3, s 48, Maddî ve Manevî Sıkıntılardan Kurtulmanın Manevî Yolları, s. 160, Ömer
Faruk Hilmi)
Bu şekilde borçlarını Efendimiz (sallallâhü aleyhi ve
sellem) hazretlerine arz edenlerin borçları, o sene içinde ödenirdi.
Onlar, Efendimiz (sallallâhü aleyhi ve sellem)
hazretlerinin şefaatine nail olurlardı.
Borcu ne kadar çok olursa olsun; Allâhü Teâlâ
hazretleri o kişiye borcunu ödeme imkânı verirdi.
Sebepler yaratırdı.
Efendimiz (sallallâhü aleyhi ve sellem) hazretlerine
bu şekilde borçlarını arz etmek, Medine ehlinin sünnetleri ve adetleriydi.
Hatta borçlu olmayanları bile bu Zilkâde ayı
geldiğinde gider borçlanırdı.
Sonra da gelip, borcunu Efendimiz (sallallâhü aleyhi
ve sellem) hazretlerine arz ederlerdi.
İhtiyacını Efendimiz (sallallâhü aleyhi ve sellem)
hazretlerine arz etmek; onlara büyük bir haz veriyordu.
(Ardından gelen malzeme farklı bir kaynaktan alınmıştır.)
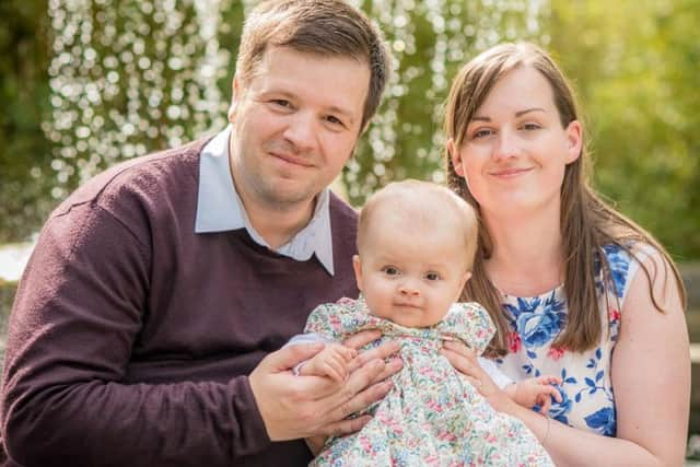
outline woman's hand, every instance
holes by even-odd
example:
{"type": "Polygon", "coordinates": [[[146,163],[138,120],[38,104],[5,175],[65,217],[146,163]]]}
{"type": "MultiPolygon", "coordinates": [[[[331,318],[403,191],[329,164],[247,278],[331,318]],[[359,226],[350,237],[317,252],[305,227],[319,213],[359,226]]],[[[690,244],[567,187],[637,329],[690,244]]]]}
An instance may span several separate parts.
{"type": "Polygon", "coordinates": [[[481,393],[495,411],[513,412],[515,402],[483,371],[471,349],[464,343],[446,340],[440,353],[481,393]]]}

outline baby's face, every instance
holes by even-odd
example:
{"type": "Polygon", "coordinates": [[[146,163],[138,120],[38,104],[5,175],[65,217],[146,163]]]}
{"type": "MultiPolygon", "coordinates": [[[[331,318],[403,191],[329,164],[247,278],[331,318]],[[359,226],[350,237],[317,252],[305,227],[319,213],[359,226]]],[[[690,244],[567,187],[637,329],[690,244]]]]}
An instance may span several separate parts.
{"type": "Polygon", "coordinates": [[[354,258],[370,313],[406,327],[438,324],[469,277],[459,238],[446,230],[370,226],[354,258]]]}

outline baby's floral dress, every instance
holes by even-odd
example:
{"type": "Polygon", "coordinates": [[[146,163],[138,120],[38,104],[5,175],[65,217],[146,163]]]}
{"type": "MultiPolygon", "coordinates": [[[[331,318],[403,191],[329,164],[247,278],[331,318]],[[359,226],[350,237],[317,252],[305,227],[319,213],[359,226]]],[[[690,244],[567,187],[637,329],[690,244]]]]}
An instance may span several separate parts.
{"type": "Polygon", "coordinates": [[[553,466],[520,421],[494,411],[479,392],[439,353],[442,341],[465,342],[480,354],[494,327],[476,303],[454,304],[429,328],[406,328],[372,316],[360,300],[342,299],[314,310],[305,332],[334,341],[380,329],[401,342],[404,366],[394,386],[366,412],[358,433],[330,437],[312,466],[553,466]]]}
{"type": "MultiPolygon", "coordinates": [[[[642,261],[654,254],[641,245],[634,245],[633,250],[642,261]]],[[[567,324],[563,285],[538,296],[503,294],[510,353],[495,362],[515,381],[539,375],[560,376],[562,401],[552,400],[548,416],[571,427],[615,436],[617,419],[610,363],[620,328],[620,310],[640,264],[619,245],[604,246],[603,254],[610,266],[610,280],[604,287],[600,261],[596,257],[596,289],[604,327],[599,343],[581,353],[552,346],[567,324]]]]}

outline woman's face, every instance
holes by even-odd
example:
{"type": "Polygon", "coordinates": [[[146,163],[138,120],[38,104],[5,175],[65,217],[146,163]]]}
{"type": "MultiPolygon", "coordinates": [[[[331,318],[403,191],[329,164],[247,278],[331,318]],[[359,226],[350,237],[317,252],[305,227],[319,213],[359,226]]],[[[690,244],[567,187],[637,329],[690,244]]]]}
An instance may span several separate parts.
{"type": "Polygon", "coordinates": [[[520,67],[495,83],[448,150],[455,172],[488,218],[559,213],[567,164],[581,153],[581,125],[563,128],[547,79],[520,67]]]}

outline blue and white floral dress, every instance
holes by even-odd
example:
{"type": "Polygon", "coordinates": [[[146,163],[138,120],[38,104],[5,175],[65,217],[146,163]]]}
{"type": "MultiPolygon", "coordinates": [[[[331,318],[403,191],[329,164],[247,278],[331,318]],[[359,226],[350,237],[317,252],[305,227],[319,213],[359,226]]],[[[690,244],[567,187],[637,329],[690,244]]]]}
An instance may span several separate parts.
{"type": "MultiPolygon", "coordinates": [[[[600,265],[596,262],[596,285],[604,313],[598,346],[582,353],[552,346],[567,323],[567,299],[562,285],[538,296],[505,294],[503,308],[509,322],[510,353],[498,359],[497,364],[515,381],[539,375],[560,376],[563,400],[552,401],[548,416],[574,428],[615,436],[611,357],[620,327],[620,308],[630,282],[641,267],[617,245],[606,245],[603,249],[615,287],[603,287],[600,265]]],[[[635,247],[634,253],[644,260],[653,250],[635,247]]]]}

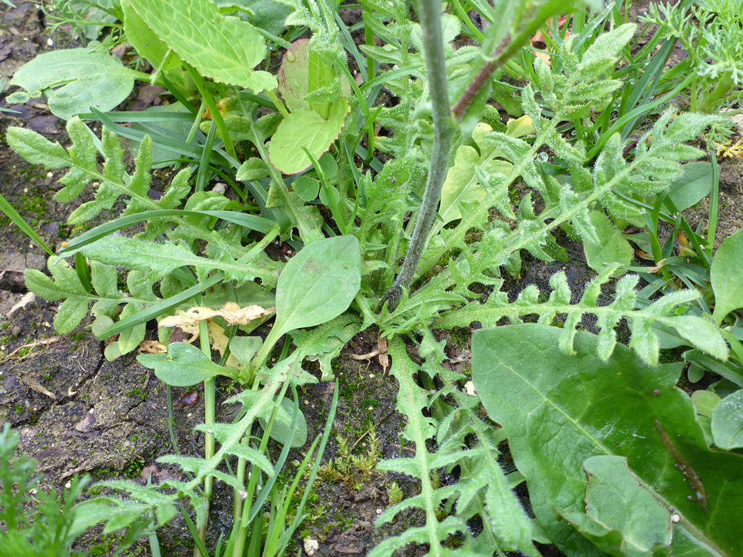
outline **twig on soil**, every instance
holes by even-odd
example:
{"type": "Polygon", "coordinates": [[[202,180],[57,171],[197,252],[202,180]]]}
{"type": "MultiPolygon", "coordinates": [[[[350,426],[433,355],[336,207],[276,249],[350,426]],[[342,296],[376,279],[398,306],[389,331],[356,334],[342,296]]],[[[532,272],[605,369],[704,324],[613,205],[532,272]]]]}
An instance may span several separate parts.
{"type": "Polygon", "coordinates": [[[5,362],[6,360],[10,359],[11,358],[13,357],[13,355],[16,352],[18,352],[19,351],[23,350],[24,348],[30,348],[31,350],[30,350],[27,354],[25,354],[23,356],[19,356],[18,358],[16,358],[16,359],[18,359],[19,361],[20,361],[20,360],[23,359],[24,358],[25,358],[29,354],[30,354],[31,352],[33,351],[33,349],[35,348],[36,348],[37,346],[48,346],[48,345],[49,345],[51,344],[53,344],[54,342],[56,342],[56,341],[58,341],[60,338],[61,337],[58,335],[56,336],[50,336],[48,339],[44,339],[42,340],[35,340],[33,342],[29,342],[28,344],[21,345],[17,348],[16,348],[14,351],[13,351],[13,352],[11,352],[10,354],[9,354],[7,356],[6,356],[4,358],[3,358],[1,360],[0,360],[0,362],[5,362]]]}
{"type": "Polygon", "coordinates": [[[366,431],[364,431],[363,434],[361,434],[361,437],[360,437],[358,439],[357,439],[356,440],[356,443],[354,443],[353,445],[351,446],[351,449],[348,449],[348,452],[353,452],[354,449],[356,449],[356,446],[358,445],[361,442],[362,439],[363,439],[365,437],[366,437],[367,435],[369,435],[369,431],[372,431],[372,429],[367,429],[366,431]]]}
{"type": "Polygon", "coordinates": [[[77,474],[78,472],[88,472],[88,470],[89,470],[89,469],[90,469],[88,468],[88,461],[85,460],[85,461],[84,461],[82,463],[82,464],[81,466],[79,466],[77,468],[73,468],[73,469],[71,469],[70,470],[68,470],[64,474],[62,474],[61,476],[59,476],[59,481],[61,481],[64,480],[65,478],[69,478],[70,476],[73,476],[75,474],[77,474]]]}
{"type": "Polygon", "coordinates": [[[31,379],[30,377],[23,377],[21,379],[21,380],[23,382],[25,382],[27,385],[28,385],[29,388],[30,388],[33,391],[36,391],[37,393],[41,393],[42,394],[45,394],[49,398],[51,398],[52,400],[58,400],[56,395],[54,394],[54,393],[53,393],[51,391],[48,389],[43,385],[39,383],[35,379],[31,379]]]}

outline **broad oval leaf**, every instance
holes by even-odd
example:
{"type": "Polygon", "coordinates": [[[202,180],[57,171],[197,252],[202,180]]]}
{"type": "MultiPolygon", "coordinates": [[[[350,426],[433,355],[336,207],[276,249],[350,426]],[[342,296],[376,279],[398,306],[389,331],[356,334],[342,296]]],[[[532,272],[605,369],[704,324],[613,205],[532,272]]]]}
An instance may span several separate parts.
{"type": "Polygon", "coordinates": [[[361,250],[356,236],[308,244],[289,260],[276,285],[275,330],[325,323],[345,311],[361,286],[361,250]]]}
{"type": "Polygon", "coordinates": [[[105,52],[73,48],[46,52],[22,66],[13,77],[33,97],[42,92],[55,116],[69,120],[91,106],[112,110],[129,97],[139,72],[105,52]],[[59,88],[54,91],[54,88],[59,88]]]}
{"type": "MultiPolygon", "coordinates": [[[[667,556],[671,516],[615,455],[590,457],[583,463],[588,475],[585,512],[560,515],[611,555],[632,557],[667,556]]],[[[559,509],[557,509],[559,512],[559,509]]]]}
{"type": "Polygon", "coordinates": [[[710,449],[693,403],[675,388],[681,365],[650,368],[623,345],[602,362],[593,355],[597,337],[585,332],[576,335],[576,356],[567,356],[559,336],[559,329],[530,324],[483,329],[473,338],[477,392],[505,429],[534,513],[553,542],[571,557],[597,554],[554,508],[582,510],[583,463],[616,455],[678,515],[673,555],[743,554],[736,510],[743,505],[743,457],[710,449]],[[693,489],[676,464],[693,470],[693,489]]]}
{"type": "Polygon", "coordinates": [[[733,310],[743,307],[743,230],[725,238],[715,252],[710,268],[715,293],[713,316],[718,324],[733,310]]]}
{"type": "Polygon", "coordinates": [[[709,162],[684,165],[684,175],[674,180],[668,188],[668,196],[676,209],[683,211],[710,195],[712,191],[712,164],[709,162]]]}
{"type": "Polygon", "coordinates": [[[154,369],[158,379],[174,387],[190,387],[218,375],[235,378],[232,370],[217,365],[187,342],[172,342],[167,354],[140,354],[137,361],[154,369]]]}
{"type": "Polygon", "coordinates": [[[210,0],[129,1],[155,34],[201,75],[254,93],[276,88],[273,76],[253,69],[265,58],[266,43],[247,22],[225,17],[210,0]]]}
{"type": "Polygon", "coordinates": [[[126,40],[136,49],[137,54],[146,58],[158,71],[181,67],[178,57],[144,22],[129,0],[121,2],[121,10],[124,14],[126,40]]]}
{"type": "Polygon", "coordinates": [[[302,150],[306,147],[317,159],[330,149],[343,128],[345,115],[351,111],[345,99],[338,99],[325,120],[313,110],[298,110],[282,120],[271,142],[268,156],[284,174],[296,174],[312,164],[302,150]]]}
{"type": "Polygon", "coordinates": [[[712,411],[712,435],[720,449],[743,447],[743,389],[722,399],[712,411]]]}
{"type": "MultiPolygon", "coordinates": [[[[297,411],[299,414],[296,415],[296,424],[293,430],[291,420],[294,414],[294,403],[288,398],[282,399],[281,408],[276,420],[273,420],[273,425],[271,426],[269,437],[282,445],[286,445],[291,440],[292,449],[298,449],[307,443],[307,420],[305,419],[302,410],[297,409],[297,411]]],[[[267,420],[263,417],[259,417],[258,420],[261,423],[261,427],[265,429],[267,420]]]]}

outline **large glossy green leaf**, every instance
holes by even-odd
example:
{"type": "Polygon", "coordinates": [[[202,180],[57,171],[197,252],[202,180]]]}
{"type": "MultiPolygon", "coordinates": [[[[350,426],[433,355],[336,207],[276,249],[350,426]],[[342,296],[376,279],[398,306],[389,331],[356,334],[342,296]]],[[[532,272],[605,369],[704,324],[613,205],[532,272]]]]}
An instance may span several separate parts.
{"type": "Polygon", "coordinates": [[[210,0],[129,0],[155,34],[198,72],[258,93],[276,78],[255,71],[266,56],[262,36],[247,22],[225,17],[210,0]]]}
{"type": "Polygon", "coordinates": [[[727,395],[715,406],[712,434],[720,449],[743,447],[743,389],[727,395]]]}
{"type": "Polygon", "coordinates": [[[273,166],[284,174],[296,174],[312,164],[302,151],[306,147],[319,158],[338,137],[345,115],[351,111],[345,99],[338,99],[325,120],[314,110],[297,110],[282,120],[268,144],[268,156],[273,166]]]}
{"type": "Polygon", "coordinates": [[[589,457],[583,468],[588,475],[585,512],[560,513],[562,517],[611,555],[668,555],[670,513],[640,486],[627,467],[627,459],[607,455],[589,457]]]}
{"type": "Polygon", "coordinates": [[[158,379],[174,387],[190,387],[218,375],[234,377],[233,370],[217,365],[204,352],[186,342],[172,342],[167,354],[140,354],[137,361],[154,369],[158,379]]]}
{"type": "Polygon", "coordinates": [[[356,236],[312,242],[289,260],[279,277],[276,332],[272,334],[337,317],[351,305],[360,286],[361,250],[356,236]]]}
{"type": "Polygon", "coordinates": [[[733,310],[743,307],[743,230],[725,238],[715,252],[710,269],[715,292],[713,316],[721,323],[733,310]]]}
{"type": "Polygon", "coordinates": [[[692,403],[675,387],[681,365],[650,368],[623,345],[603,362],[593,356],[597,338],[585,332],[576,336],[575,356],[568,356],[559,336],[557,328],[529,324],[484,329],[473,338],[477,392],[505,429],[551,539],[571,557],[603,554],[554,509],[582,510],[583,463],[616,455],[626,457],[657,501],[673,508],[673,555],[743,554],[737,510],[743,457],[709,448],[692,403]],[[694,489],[675,464],[698,477],[694,489]],[[699,485],[707,498],[697,501],[699,485]]]}
{"type": "Polygon", "coordinates": [[[90,112],[91,106],[112,110],[129,96],[134,79],[141,75],[105,52],[73,48],[40,54],[16,72],[10,85],[34,98],[45,92],[52,114],[69,120],[90,112]]]}
{"type": "Polygon", "coordinates": [[[146,58],[152,67],[158,71],[171,68],[179,68],[181,60],[172,48],[160,40],[160,38],[134,11],[129,0],[121,2],[124,13],[124,33],[126,40],[137,50],[137,53],[146,58]]]}
{"type": "Polygon", "coordinates": [[[668,188],[668,196],[678,210],[689,209],[710,195],[713,176],[709,162],[685,164],[684,175],[673,180],[668,188]]]}
{"type": "MultiPolygon", "coordinates": [[[[307,420],[302,410],[297,411],[296,423],[294,427],[291,427],[292,416],[294,413],[294,403],[288,398],[283,398],[281,401],[281,407],[276,415],[276,419],[271,426],[270,437],[282,445],[286,445],[291,441],[291,446],[294,449],[301,447],[307,443],[307,420]]],[[[265,418],[259,418],[261,427],[266,429],[268,420],[265,418]]]]}

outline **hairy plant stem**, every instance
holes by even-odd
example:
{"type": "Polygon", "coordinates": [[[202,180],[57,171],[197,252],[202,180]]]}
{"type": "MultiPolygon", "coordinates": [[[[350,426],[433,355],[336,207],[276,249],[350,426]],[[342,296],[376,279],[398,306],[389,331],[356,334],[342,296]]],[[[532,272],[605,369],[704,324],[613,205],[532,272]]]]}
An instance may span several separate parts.
{"type": "Polygon", "coordinates": [[[441,2],[438,0],[419,1],[418,16],[423,30],[426,71],[428,74],[431,102],[433,105],[433,150],[426,182],[426,192],[424,193],[423,203],[421,204],[408,253],[400,274],[386,295],[390,310],[397,307],[403,290],[410,286],[413,274],[418,267],[441,197],[441,186],[449,168],[449,156],[457,129],[449,105],[441,8],[441,2]]]}
{"type": "MultiPolygon", "coordinates": [[[[197,296],[199,304],[204,304],[204,300],[201,294],[197,296]]],[[[207,328],[207,322],[200,321],[198,323],[198,336],[201,341],[201,351],[211,360],[212,347],[209,343],[209,330],[207,328]]],[[[207,426],[214,425],[214,406],[215,406],[215,383],[214,378],[207,379],[204,382],[204,423],[207,426]]],[[[209,460],[214,456],[214,434],[206,433],[204,440],[204,455],[206,460],[209,460]]],[[[212,497],[212,485],[214,478],[212,476],[207,476],[204,478],[204,505],[206,507],[204,520],[201,527],[198,529],[198,536],[204,541],[207,536],[207,521],[209,519],[209,504],[212,497]]],[[[201,552],[198,547],[194,548],[194,557],[201,557],[201,552]]]]}

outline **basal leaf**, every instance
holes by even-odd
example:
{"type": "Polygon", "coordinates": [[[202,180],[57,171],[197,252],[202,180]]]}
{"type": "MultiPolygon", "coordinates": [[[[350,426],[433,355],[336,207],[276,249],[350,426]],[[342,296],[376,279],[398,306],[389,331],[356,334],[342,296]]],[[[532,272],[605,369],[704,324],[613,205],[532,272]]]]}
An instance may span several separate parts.
{"type": "Polygon", "coordinates": [[[715,406],[712,435],[720,449],[743,447],[743,389],[727,395],[715,406]]]}
{"type": "Polygon", "coordinates": [[[167,354],[140,354],[137,361],[154,369],[160,381],[174,387],[190,387],[218,375],[233,377],[230,368],[217,365],[186,342],[172,342],[167,354]]]}
{"type": "MultiPolygon", "coordinates": [[[[271,439],[282,445],[286,445],[291,440],[291,446],[294,449],[301,447],[307,443],[307,420],[301,409],[299,412],[296,424],[292,430],[291,417],[294,413],[294,403],[288,398],[282,399],[281,411],[277,414],[276,419],[273,420],[273,425],[271,426],[271,439]],[[293,431],[293,436],[292,436],[293,431]]],[[[268,423],[267,420],[265,418],[259,418],[259,420],[261,427],[265,429],[268,423]]]]}
{"type": "Polygon", "coordinates": [[[256,277],[276,279],[276,270],[268,271],[259,261],[239,263],[228,258],[209,259],[196,255],[182,244],[164,242],[155,244],[123,236],[108,236],[80,248],[86,257],[108,265],[121,265],[128,269],[140,270],[150,281],[162,278],[179,267],[192,266],[201,278],[215,270],[224,271],[230,280],[240,283],[252,281],[256,277]]]}
{"type": "Polygon", "coordinates": [[[254,93],[276,88],[273,76],[253,69],[265,58],[266,43],[247,22],[225,17],[210,0],[129,1],[155,34],[201,75],[254,93]]]}
{"type": "MultiPolygon", "coordinates": [[[[457,149],[454,166],[449,169],[441,187],[438,209],[441,221],[434,226],[432,235],[452,221],[461,218],[460,203],[479,203],[485,199],[487,192],[479,183],[476,166],[480,166],[485,175],[500,173],[507,176],[510,172],[513,165],[496,158],[499,152],[492,143],[485,141],[485,136],[491,131],[493,129],[487,124],[478,124],[473,130],[472,137],[479,151],[468,145],[457,149]]],[[[520,133],[521,130],[516,127],[512,131],[520,133]]]]}
{"type": "Polygon", "coordinates": [[[743,230],[725,238],[715,253],[710,268],[715,292],[713,316],[718,324],[733,310],[743,307],[743,230]]]}
{"type": "Polygon", "coordinates": [[[134,79],[142,75],[114,56],[73,48],[40,54],[16,72],[10,85],[23,88],[34,98],[45,93],[52,114],[69,120],[90,112],[91,106],[112,110],[129,97],[134,79]]]}
{"type": "Polygon", "coordinates": [[[584,509],[583,463],[615,455],[656,501],[673,507],[673,555],[743,554],[734,510],[743,504],[743,457],[707,446],[692,403],[675,387],[681,365],[652,368],[620,345],[602,362],[593,356],[597,337],[585,332],[569,356],[557,348],[559,336],[530,324],[478,330],[473,339],[477,392],[506,430],[550,538],[571,557],[597,555],[554,507],[584,509]]]}
{"type": "Polygon", "coordinates": [[[588,216],[599,241],[596,244],[584,240],[583,250],[588,267],[597,272],[608,263],[618,263],[622,268],[626,268],[632,260],[632,247],[622,232],[603,211],[593,211],[588,216]]]}
{"type": "Polygon", "coordinates": [[[345,99],[338,99],[331,107],[328,120],[312,110],[297,110],[282,120],[268,144],[271,162],[284,174],[296,174],[312,163],[302,147],[315,158],[330,149],[338,137],[351,106],[345,99]]]}
{"type": "Polygon", "coordinates": [[[137,53],[146,58],[158,71],[179,68],[181,60],[171,48],[149,28],[140,15],[134,11],[129,0],[121,2],[124,13],[124,33],[126,40],[137,50],[137,53]]]}
{"type": "Polygon", "coordinates": [[[309,92],[309,39],[294,41],[284,53],[279,68],[279,92],[292,112],[310,110],[310,103],[305,100],[309,92]]]}
{"type": "Polygon", "coordinates": [[[708,162],[684,165],[684,175],[675,180],[668,189],[668,196],[676,209],[683,211],[695,205],[712,191],[712,165],[708,162]]]}
{"type": "Polygon", "coordinates": [[[583,468],[588,475],[585,511],[560,515],[611,555],[669,555],[670,514],[640,486],[627,466],[627,459],[606,455],[590,457],[583,468]]]}
{"type": "Polygon", "coordinates": [[[361,250],[355,236],[318,240],[289,260],[276,285],[274,330],[325,323],[351,305],[361,285],[361,250]]]}

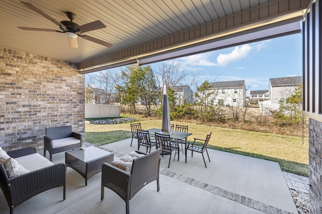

Cezbe veriyordu.
Efendimiz (sallallâhü aleyhi ve sellem) hazretlerine
borçlarını arz etmek onlar için büyük bir şerefti. Övgüye layık bir hal idi.
Çünkü onlar, kâinatın efendisine hallerini arz
ediyorlardı.
Onlar, alemlere rahmet olan yüce bir zata hallerini
arz ediyorlardı.
Efendimiz (sallallâhü aleyhi ve sellem) hazretlerinin
şefaatiyle borçlarını ödeme imkanına kavuştukları zaman; Efendimiz (sallallâhü
aleyhi ve sellem) hazretlerine ümmet ve komşu oldukları için Allâhü Teâlâ
hazretlerine şükür ediyorlardı…
HERKES RASÛLÜLLÂH SALLALLÂHÜ ALEYHİ VE SELLEM EFENDİMİZE
MUHTAÇTIR
Bu halini Efendimiz (sallallâhü aleyhi ve sellem)
hazretlerine arz etmek sadece fakirlere mahsus değildi.
Zenginlerde mutlaka borçlanır ve sonra gelip Efendimiz
(sallallâhü aleyhi ve sellem) hazretlerine hallerini arz ederlerdi.
Bu adet, sadece Medine-i Münevverede oturanlara mahsus
değildi.
Misafirlerde hallerini Efendimiz (sallallâhü aleyhi ve
sellem) hazretlerine arz ediyorlardı.
Hatta hususî hallerini arz etmek için her senenin
Zilkâde ayının on yedinci gecesi, mü'minler Medineye akın ediyorlardı.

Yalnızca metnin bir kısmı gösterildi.